If Las Vegas doesn’t absorb the new rooms scheduled to open in the next two years, “then we paid $140 million for land that’s worth 50,” he says. But as he points across the lake to Bellagio, he adds: “With the Boardwalk, there’s a chance to do that again.”
———————————————– ——————————— “We Were Just Unlucky”
Imagine telling investors you missed making your earnings target because of bad luck. For Dan Lee of Mirage Resorts–and other CFOs of gaming companies catering to the market’s high end–it’s actually not that unusual an accounting. And it’s only one of many peculiar explanations that can emanate from hotel- casino companies.
Casinos can pretty easily project their winning percentage for normal-stakes table games like blackjack and roulette: the house wins about 20 percent of the “drop,” or the money paid by gamblers to buy chips.
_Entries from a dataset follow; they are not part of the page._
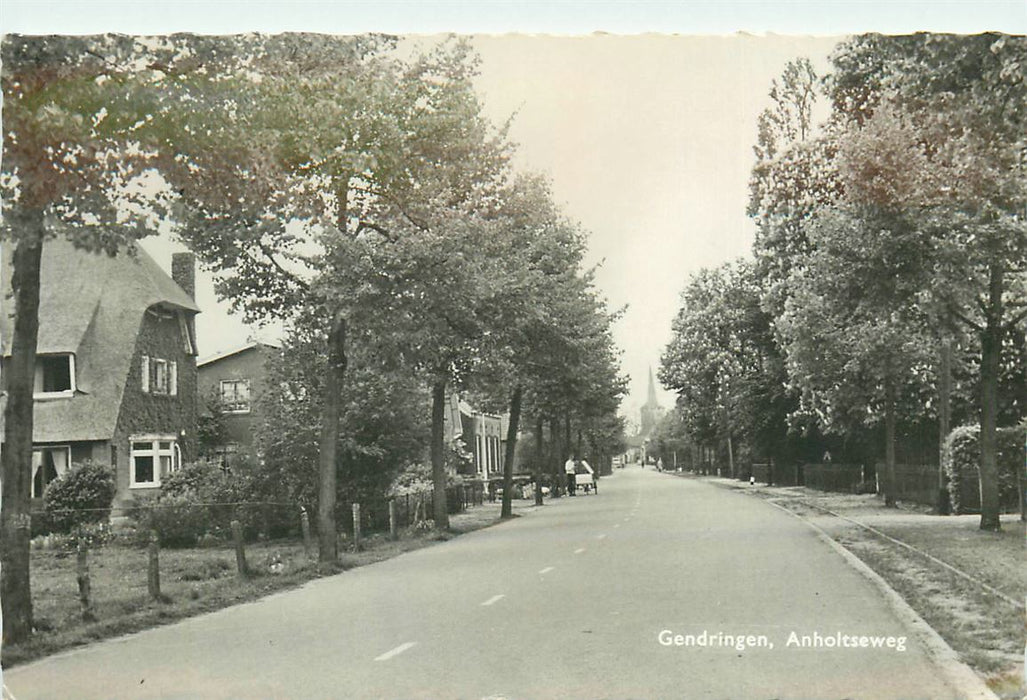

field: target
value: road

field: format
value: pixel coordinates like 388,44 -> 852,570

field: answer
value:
4,467 -> 957,700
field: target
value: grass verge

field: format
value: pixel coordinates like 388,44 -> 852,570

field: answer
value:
694,479 -> 1027,699
3,502 -> 529,668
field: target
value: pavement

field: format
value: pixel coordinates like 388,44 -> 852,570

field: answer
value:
4,466 -> 962,700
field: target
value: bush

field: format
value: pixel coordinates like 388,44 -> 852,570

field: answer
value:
942,425 -> 1025,514
129,461 -> 299,547
43,460 -> 117,533
128,494 -> 211,547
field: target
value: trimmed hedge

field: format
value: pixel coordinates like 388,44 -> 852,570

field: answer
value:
942,425 -> 1025,514
43,460 -> 117,534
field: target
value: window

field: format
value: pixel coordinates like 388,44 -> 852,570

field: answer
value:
128,435 -> 182,489
32,446 -> 71,498
221,379 -> 250,414
141,355 -> 179,396
32,355 -> 75,398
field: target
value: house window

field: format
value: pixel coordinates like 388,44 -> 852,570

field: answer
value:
128,435 -> 182,489
32,355 -> 75,398
221,379 -> 250,414
32,446 -> 71,498
141,355 -> 179,396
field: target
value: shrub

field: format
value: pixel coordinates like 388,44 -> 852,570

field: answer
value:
942,425 -> 1025,514
129,461 -> 299,547
128,494 -> 211,547
43,460 -> 117,533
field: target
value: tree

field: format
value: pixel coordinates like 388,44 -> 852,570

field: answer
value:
148,35 -> 507,537
833,34 -> 1027,523
0,35 -> 181,643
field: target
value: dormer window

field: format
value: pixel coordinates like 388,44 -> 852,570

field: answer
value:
32,354 -> 75,398
141,355 -> 179,396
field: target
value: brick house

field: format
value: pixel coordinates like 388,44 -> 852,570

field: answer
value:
196,341 -> 281,459
0,239 -> 199,504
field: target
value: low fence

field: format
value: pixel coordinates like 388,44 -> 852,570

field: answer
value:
891,464 -> 940,506
802,462 -> 875,494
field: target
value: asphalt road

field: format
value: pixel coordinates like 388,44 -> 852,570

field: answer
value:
4,466 -> 958,700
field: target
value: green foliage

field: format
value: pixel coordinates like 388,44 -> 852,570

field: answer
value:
43,460 -> 117,533
942,425 -> 1027,514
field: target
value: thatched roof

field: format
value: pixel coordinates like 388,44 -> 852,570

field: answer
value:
0,239 -> 199,442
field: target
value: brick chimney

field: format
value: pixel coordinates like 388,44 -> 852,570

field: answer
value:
172,252 -> 196,300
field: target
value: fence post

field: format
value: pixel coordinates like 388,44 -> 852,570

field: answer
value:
231,520 -> 250,578
76,537 -> 97,622
146,530 -> 161,600
300,506 -> 311,558
353,503 -> 360,550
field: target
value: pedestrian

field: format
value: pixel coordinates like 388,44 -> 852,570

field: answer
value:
574,459 -> 599,496
564,455 -> 577,496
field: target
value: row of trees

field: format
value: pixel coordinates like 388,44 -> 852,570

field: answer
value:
660,34 -> 1027,530
0,35 -> 624,641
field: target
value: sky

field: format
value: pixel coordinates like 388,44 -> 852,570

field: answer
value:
0,0 -> 1027,417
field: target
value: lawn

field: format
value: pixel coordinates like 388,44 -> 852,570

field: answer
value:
3,501 -> 531,667
712,472 -> 1027,698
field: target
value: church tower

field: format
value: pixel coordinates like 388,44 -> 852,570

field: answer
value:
640,367 -> 662,439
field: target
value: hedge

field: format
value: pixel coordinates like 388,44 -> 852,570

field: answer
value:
43,460 -> 117,533
942,425 -> 1025,514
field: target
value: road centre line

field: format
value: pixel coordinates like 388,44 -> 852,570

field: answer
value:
375,641 -> 417,661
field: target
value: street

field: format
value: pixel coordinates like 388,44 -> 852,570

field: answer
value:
4,465 -> 958,700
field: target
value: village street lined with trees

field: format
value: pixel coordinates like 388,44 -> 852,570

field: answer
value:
0,28 -> 1027,697
2,35 -> 623,643
652,34 -> 1027,530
But big bets like the $50,000 per-hand maximums Mirage and others allow for baccarat can skew the final numbers. That’s what happened in the latest second-quarter among Asian high-rollers who favor baccarat, says Lee. Profits plunged 31 percent, to $33.6 million, or 18 cents a share, 4 cents lower than analysts’ consensus number.
“We investigated what happened further,” he says, “and found that the Far Eastern players bought as many chips [as in past quarters], but didn’t bet as long, and went to bed earlier.” Because the odds favor the house, the chances of gamblers losing increase the longer they play. So the shorter table time– and Mirage’s back luck–had an impact: 4.5 cents per share, Lee figures.
Among the other offbeat explanations that quarter: Roy, of the Siegfried & Roy magician team, broke his hand. That led to canceling 42 shows (tickets are $90 each), cutting revenues by $4 million.
The issue of cold streaks at the tables continues to bother the CFO, because there’s no way to insulate earnings against it. “I actually investigated once whether we could change the accounting procedures and set up a reserve for the unlucky periods,” says Lee. How did the study turn out? “Basically,” he says, “Arthur Andersen laughed at me.”